Why Didn't Rutgers Fire Basketball Coach Mike Rice for Cause?

| Zuckerman Spaeder Team

Late last week, Rutgers announced that it reached a $475,000 settlement with former men’s basketball coach Mike Rice and that no cause for Rice’s termination would be provided.  Recently-publicized videotapes show Rice at practices hitting, kicking and throwing basketballs at his players and taunting them with obscenities and anti-gay slurs (not to be confused with this shocking video of Middle Delaware State women’s basketball coach Sheila Kelly throwing toasters at her players).  The announcement came more than two weeks after Rutgers President Robert Barchi told reporters that Rice was fired, but not for cause.  And that announcement came several months after Rice was suspended from work for three days, following an internal investigation by outside counsel, resulting in this report

All of this leads us at Suits by Suits to ask:  what gives?  How is it possible that Rice’s abusive behavior towards his players was not cause for terminating his employment that would have relieved Rutgers from any obligations to make further payments to him under his contract?  After all, “cause” for termination was defined in Rice’s contract to include:

(1) “conduct tending to bring shame or disgrace to the University as determined in good faith by the Director of Intercollegiate Athletics,”

and

(2) “violation of University policies, regulations, procedures or directives not remedied after thirty (30) days written notice . . . ”

Without asking Barchi or the lawyers who advised him and the university (whose communications would be protected by the attorney-client privilege anyway), it is impossible to know how Barchi concluded that Rutgers could not fire Rice for cause.  But we have a theory.  The internal investigation, which started last November, was not focused on whether Rice could be terminated for cause.  Rather, the purpose of the investigation was to examine the allegations of an assistant basketball coach that he was wrongfully terminated for blowing the whistle on Rice’s abusive behavior towards players (see this interview of Suits by Suits blogger Jason Knott on the assistant coach’s claims).  Nevertheless, the internal investigators looked into Rice’s behavior with players and concluded that there was “sufficient evidence to find that certain actions of Coach Rice . . . constituted harassment or intimidation within” university policy, and that the athletic director “could reasonably determine that Coach Rice’s actions tended to embarrass and bring shame or disgrace to Rutgers . . . .”
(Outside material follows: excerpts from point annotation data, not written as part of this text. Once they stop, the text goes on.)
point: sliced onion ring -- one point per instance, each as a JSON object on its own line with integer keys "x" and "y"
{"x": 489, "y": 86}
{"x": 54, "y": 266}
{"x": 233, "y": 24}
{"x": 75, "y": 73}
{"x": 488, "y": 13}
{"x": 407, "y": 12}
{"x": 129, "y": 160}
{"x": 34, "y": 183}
The problem for Rutgers is that, apparently, the athletic director never did determine (in good faith or otherwise) that Rice engaged in conduct tending to bring shame or disgrace to the university, which means that that definition of “cause” in the contract was never satisfied.  As for the definition of cause having to do with violating University policies, if Rice remedied (or remedies) the violations within 30 days of receiving written notice from the university, then there is no cause.

Other definitions of “cause” in Rice’s contract – including “neglect of duty,” “willful misconduct” or “act(s) of moral turpitude” – may have been relevant but were not considered by the internal investigators as they examined Rice’s behavior in their report.  And, those definitions apparently were ruled out earlier this month when Barchi insisted that Rice was not fired for cause.  That’s our theory, anyway.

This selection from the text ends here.